Edgemere’s continuing care model allows seniors to age into different levels of care without moving, but requires hefty entrance fees from new residents. The projects are capital-intensive, requiring large amounts of debt at the start. Edgemere was originally funded by tax-exempt bonds, which were refinanced in 2015 and 2017.
The Dallas Morning News first reported on Edgemere’s financial woes in February, following the expiration of an agreement that allowed the company to delay monthly rent payments to Intercity as well as interest and principal on its $109 million of outstanding debt.
Edgemere lost $30 million in 2021 and defaulted on both its lease and bond obligations. Days before the ground lease would have automatically expired in March, Edgemere was bailed out by bond trustee UMB Bank, which covered its payment defaults, including rent owed to InterCity.
Were new residents misled?
InterCity claims a disclosure statement Edgemere provided to new residents for a five-month period from late 2021 to early 2022 contained false information about the lease terms, as well as “stale and potentially inaccurate information” about its financial situation.
Edgemere’s disclosure statement was modified sometime in 2021 to include the following information: “The ground lease is for a term of 55 years and at the end of the stated term, in November 2054, Inter-City has the contractual right, but not the contractual obligation, to purchase the Edgemere’s building and improvements for then fair market value.”
InterCity said the unmodified lease stated that the “building and the non-movable improvements” revert back to InterCity upon lease termination without a purchase needed.
The modified sentence gave new residents “a false sense of security” about Edgemere’s finances and a potential payout of millions of dollars when the lease ends, InterCity claimed.
InterCity raised concerns about the disclosure statement and, on Feb. 4, Edgemere updated the language to say “the ground lease is for a term of 55 years and at the end of the stated term, in November 2054, all buildings and improvements will transfer to InterCity.” An updated disclosure from Feb. 17 stated that “the 2019 financials do not accurately reflect the financial condition of Edgemere” and that the company was working to complete its 2020 audited financials.
InterCity said in its filing that some new Edgemere residents signed contracts and provided deposits under the previously false disclosure statement, which was used for about five months.
In response to InterCity’s claims about the previous disclosure language, Chesley said, “reports and disclosures are updated and/or revised based on changing facts, circumstances, and information available at the time of the reporting, but always with accuracy and transparency at the forefront.”
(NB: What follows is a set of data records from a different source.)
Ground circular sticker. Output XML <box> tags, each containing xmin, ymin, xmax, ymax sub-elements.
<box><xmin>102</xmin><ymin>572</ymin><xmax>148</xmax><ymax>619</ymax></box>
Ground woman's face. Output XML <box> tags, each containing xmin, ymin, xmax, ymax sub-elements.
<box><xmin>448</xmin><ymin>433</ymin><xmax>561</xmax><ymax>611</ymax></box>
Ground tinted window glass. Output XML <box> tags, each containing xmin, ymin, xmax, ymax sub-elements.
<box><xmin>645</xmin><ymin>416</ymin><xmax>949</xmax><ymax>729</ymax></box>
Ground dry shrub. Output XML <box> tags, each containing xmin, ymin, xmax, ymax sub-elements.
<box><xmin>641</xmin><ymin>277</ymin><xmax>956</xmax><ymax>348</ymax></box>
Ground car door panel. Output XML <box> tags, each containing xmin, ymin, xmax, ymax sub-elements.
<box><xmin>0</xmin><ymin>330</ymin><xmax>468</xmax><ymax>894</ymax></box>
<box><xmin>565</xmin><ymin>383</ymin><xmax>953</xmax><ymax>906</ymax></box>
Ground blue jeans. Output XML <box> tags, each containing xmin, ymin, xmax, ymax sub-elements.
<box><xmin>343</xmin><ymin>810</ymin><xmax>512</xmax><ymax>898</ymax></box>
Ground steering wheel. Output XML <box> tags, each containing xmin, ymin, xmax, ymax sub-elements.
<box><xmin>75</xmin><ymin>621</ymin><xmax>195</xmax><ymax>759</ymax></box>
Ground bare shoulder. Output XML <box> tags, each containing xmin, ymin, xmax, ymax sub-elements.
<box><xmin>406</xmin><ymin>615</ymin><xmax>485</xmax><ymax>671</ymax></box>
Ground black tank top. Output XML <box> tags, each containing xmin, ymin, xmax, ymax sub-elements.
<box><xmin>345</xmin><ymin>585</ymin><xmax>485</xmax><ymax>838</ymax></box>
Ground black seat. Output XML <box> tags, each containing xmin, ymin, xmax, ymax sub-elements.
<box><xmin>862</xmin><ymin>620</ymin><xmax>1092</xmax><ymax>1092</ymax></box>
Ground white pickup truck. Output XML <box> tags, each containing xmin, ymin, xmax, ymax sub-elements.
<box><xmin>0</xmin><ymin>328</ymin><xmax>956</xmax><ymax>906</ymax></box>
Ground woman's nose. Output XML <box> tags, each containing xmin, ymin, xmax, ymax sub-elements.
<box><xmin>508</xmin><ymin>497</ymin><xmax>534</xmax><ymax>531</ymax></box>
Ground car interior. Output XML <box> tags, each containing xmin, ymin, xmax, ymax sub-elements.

The Texas Department of Insurance is the state’s main regulatory arm for continuing care retirement communities and it places an emphasis on accurate disclosure statements, said Katherine Pearson, a professor of elder law at Penn State’s Dickinson Law School and a leading expert on retirement communities like Edgemere.
Pearson said TDI uses a disclosure-based regulation system that requires continuing care communities to disclose accurate information to consumers about how they operate, what their contracts provide and how they handle finances.
TDI reviews disclosure and financial statements filed annually by continuing care communities, the agency’s spokesman Ben Gonzales told The News. When asked about Edgemere’s disclosure language, Gonzalez said he couldn’t comment on specific entities TDI regulates.
The state attorney general is TDI’s enforcement arm. When asked if it was investigating Edgemere, spokeswoman Patty Ramon said, “Our office has been communicating with the Texas Department of Insurance on this matter, as they are the regulatory authority in this particular case. As a long-standing agency-wide policy, we do not comment on active investigations.”